House of Cards - die Eschborn Edition X

Mathias Geiger, der Bürgermeister, der nachts ein bisschen im Rathaus auf Fotosafari war, hat seinen Mitarbeitern einen schönen Brief geschrieben. Nette Geste. Doch wieder ist das einigen nicht recht.
Briefe schreiben - wer macht das heutzutage noch? Ist ja eigentlich was tief romantisches. Und wer weiß? Vielleicht wird die nun verschickte Liebeserklärung des Eschborner Bürgermeisters Mathias Geiger (FDP) an seine Mitarbeiter dereinst im noch bauenden Romantikmuseum eine Heimstatt finden.

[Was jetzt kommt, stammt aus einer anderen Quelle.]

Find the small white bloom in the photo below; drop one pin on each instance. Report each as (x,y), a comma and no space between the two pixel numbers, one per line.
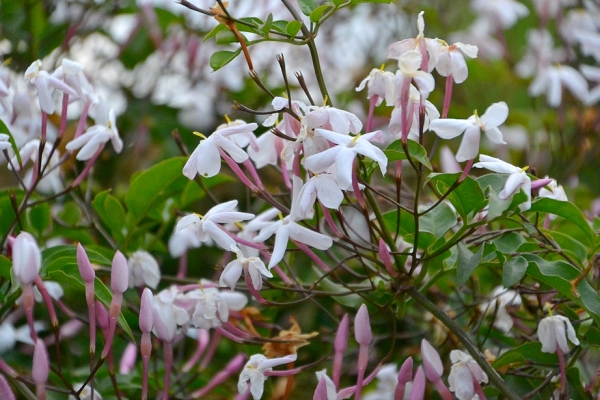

Nein, wird sie natürlich nicht. Das fängt schon damit an, dass man Liebesbriefe bitte sehr mit Füller und auf Briefpapier schreibt oder, wenn beides nicht zur Hand ist, wenigstens mit ein paar Herzchen und vor allem: ehrlichen Worten und romantischen Komplimenten verziert. Auf keinen Fall sollte man sie mit Word schreiben und auf keinen Fall sollte man eine Word-Datei an eine E-Mail dranhängen, denn Text kann man ja auch in E-Mails direkt schreiben, braucht man kein Word dafür. Zumal man in Word-Dateien auch nachlesen kann, wer die Datei wirklich geschrieben hat. Da kann dann ein ebenso schales Gefühl zurückbleiben, wie wenn man zufällig entdeckt, dass der Liebste "seine" Gedichte bei Heine oder Rilke abgekupfert hat.

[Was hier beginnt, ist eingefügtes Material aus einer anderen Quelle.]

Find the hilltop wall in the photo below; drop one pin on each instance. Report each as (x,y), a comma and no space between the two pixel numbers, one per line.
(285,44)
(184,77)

In diesem Fall haben wir nun eine E-Mail der Eschborner Grünen bekommen, in der diese uns schreiben: "Schaut man sich einmal die Datei-Eigenschaften des anliegenden Dokumentes an, dann ist interessant zu sehen, wer hier als "Autor" genannt ist. Niemand anderes als FDP-Stadtrat Heinz Christoph. Überrascht? Hat sich Eschborns Bürgermeister hier nur eines "Gostwriters" bedient? Oder hängt Eschborns direkt gewählter Bürgermeister Geiger vielmehr an den "Strippen", die Stadtrat Christoph im Hintergrund zieht?"

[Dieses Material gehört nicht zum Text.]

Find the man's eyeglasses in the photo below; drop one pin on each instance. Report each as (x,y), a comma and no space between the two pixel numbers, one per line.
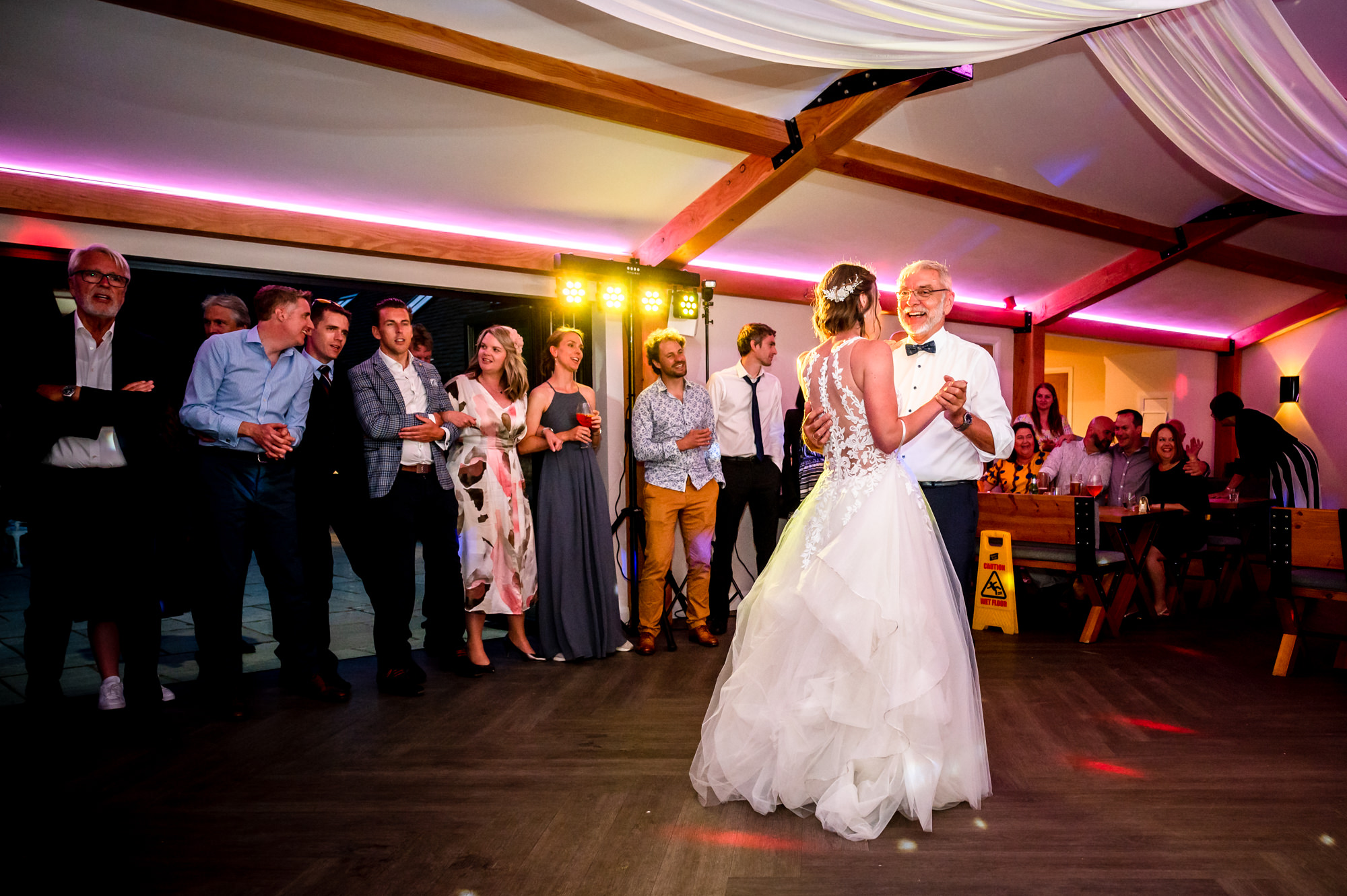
(925,292)
(98,276)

Uhhh, die Grünen können ja richtig böööööööse sein. Wir erfahren aus den Daten noch, dass dies die zweite Version des Briefes ist und er vor einer Woche schon mal ausgedruckt wurde. Bill Gates bringt Transparenz ins Eschborn-Gate - wer hätte es gedacht?

Werden wir nochmal kurz inhaltlich: Was steht denn im Brief? Er besteht aus über 850 Worten, deswegen wollen wir ihn hier nur kurz zusammenfassen:
1. Der Bürgermeister wollte sich zwar seinen Mitarbeitern erklären, aber dann war das wegen der juristisch schwierigen Umständen doch keine so gute Idee.
2. Der Bürgermeister steht seinen Mitarbeitern für Einzelgespräche zur Verfügung. Zentraler Satz: "Sie haben und hatten nichts zu befürchten!"
3. Er wollte nur gegen seinen Vorgänger ermitteln, nicht gegen Mitarbeiter.
4. Jetzt doch mal Wortlaut, weil es so schön ist: "Lassen Sie sich doch bitte nicht einreden oder von plakativen Darstellungen weismachen, ich sei im Mantel mit hochgestelltem Kragen nachts und Wochen Ends nebst Taschenlampe durch das finstere Rathaus geschlichen, hätte Türen und Schränke aufgebrochen und private Dinge abfotografiert. Machen Sie sich doch bitte bewusst, wie absurd das alles ist! Auf so einen ausgemachten Unsinn kann und werde ich einfach nicht näher eingehen." Schade, eigentlich. Oh, Moment, er geht dann doch darauf ein, wir zitieren mal einfach weiter:
5. "Ich habe Unterlagen besorgt, die ich für ein Gesamtbild und zur seriösen Einschätzung von Sachverhalten benötigt habe. Das meiste lag offen neben einem unserer Kopierer! Es handelte sich nicht um Geheimunterlagen. Das ich dabei in einigen Fällen „über das Ziel hinaus geschossen“ bin, ist mir heute klar."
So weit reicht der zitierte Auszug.